There is a great interest in the association between exercise-based interventions and health-related quality of life. Health-related quality of life can be defined as the degree of overall life satisfaction that is positively or negatively influenced by an individual’s perception of certain aspects of life that are important to them, including matters both related and unrelated to health (Moons 2004). Davies et al. have shown that exercise training that improves exercise capacity may have a clinically-important effect on health-related quality of life in people with mild to moderate heart failure (Davies 2010).The efficacy of physical activity for improving functional capacity and quality of life is clear in the short-term, but long-term effects are yet unknown (Piepoli 2013). It is unknown if exercise-based interventions can impact health-related quality of life in individuals with ConHD (Kovacs 2005). Studies have shown that self-assessed physical functioning poorly predicts actual exercise capacity in adolescents and adults with ConHD (Gratz 2009). Nevertheless, associations between physical fitness and different domains of health-related quality of life have been noted in some studies (Van De Bruaene 2011; Buys 2013). However, the way these dimensions interact and respond to exercise-based intervention programs is poorly understood.
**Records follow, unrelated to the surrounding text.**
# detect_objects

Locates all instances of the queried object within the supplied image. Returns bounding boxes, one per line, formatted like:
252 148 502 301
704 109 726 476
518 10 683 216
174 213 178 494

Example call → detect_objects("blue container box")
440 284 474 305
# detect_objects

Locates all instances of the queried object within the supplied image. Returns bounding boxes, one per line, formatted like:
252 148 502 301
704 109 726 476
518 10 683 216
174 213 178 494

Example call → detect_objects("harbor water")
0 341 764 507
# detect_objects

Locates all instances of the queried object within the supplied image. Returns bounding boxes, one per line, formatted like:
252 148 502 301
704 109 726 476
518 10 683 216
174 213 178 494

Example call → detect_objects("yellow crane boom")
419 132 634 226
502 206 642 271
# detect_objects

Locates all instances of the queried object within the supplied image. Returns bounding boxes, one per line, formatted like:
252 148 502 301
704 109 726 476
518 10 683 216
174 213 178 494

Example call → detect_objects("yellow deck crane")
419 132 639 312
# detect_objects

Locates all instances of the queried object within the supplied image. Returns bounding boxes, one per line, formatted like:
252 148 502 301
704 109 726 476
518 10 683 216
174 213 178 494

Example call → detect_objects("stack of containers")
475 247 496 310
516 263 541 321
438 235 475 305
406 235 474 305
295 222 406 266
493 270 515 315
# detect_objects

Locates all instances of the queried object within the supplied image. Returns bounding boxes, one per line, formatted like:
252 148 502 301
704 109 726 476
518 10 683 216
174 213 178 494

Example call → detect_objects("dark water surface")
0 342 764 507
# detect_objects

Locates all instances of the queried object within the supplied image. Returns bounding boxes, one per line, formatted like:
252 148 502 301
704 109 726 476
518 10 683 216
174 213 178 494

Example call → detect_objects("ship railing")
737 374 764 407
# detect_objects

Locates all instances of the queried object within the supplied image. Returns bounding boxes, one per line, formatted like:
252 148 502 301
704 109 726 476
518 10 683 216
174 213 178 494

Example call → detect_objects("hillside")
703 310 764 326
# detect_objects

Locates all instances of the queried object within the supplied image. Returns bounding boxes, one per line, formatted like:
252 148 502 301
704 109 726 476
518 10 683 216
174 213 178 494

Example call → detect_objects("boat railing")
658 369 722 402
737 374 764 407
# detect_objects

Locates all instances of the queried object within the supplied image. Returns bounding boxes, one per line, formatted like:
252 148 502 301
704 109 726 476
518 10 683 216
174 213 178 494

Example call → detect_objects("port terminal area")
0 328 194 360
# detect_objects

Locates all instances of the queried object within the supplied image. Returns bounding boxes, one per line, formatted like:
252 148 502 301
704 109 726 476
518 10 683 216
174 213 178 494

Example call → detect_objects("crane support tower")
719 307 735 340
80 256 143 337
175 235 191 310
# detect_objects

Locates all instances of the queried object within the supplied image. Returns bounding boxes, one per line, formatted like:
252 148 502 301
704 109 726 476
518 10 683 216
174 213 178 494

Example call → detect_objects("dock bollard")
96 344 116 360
Why it is important to do this review
Uncertainty exists as to whether exercise-based interventions are harmful or beneficial for people with congenital heart disease (ConHD), and whether current recommendations are effective. However, undue care/protection may be harmful if it restricts physical activity. By contrast, strenuous physical exercise may be harmful to individuals with ConHD due to their heart condition. There is a growing interest in the association between health-related quality of life and health-related fitness in people with ConHD. Trials have examined the effect of exercise training on physical fitness and health-related quality of life, but no consensus has been established (Duppen 2013). Thus, a systematic review of trials testing the interventions for increasing physical activity is needed to synthesize the evidence on quality of life, health-related fitness, cardiovascular risk factors and adverse events in people with ConHD.
This review aims to summarize the results of all randomized trials with an experimental intervention aiming to increase physical activity in individuals with ConHD. It is important to do this review, because it includes all interventions that intend to increase physical activity, and will not solely focus on exercise training. Habitual physical activities, such as increased leisure time activities and active transport, will also be included in the review.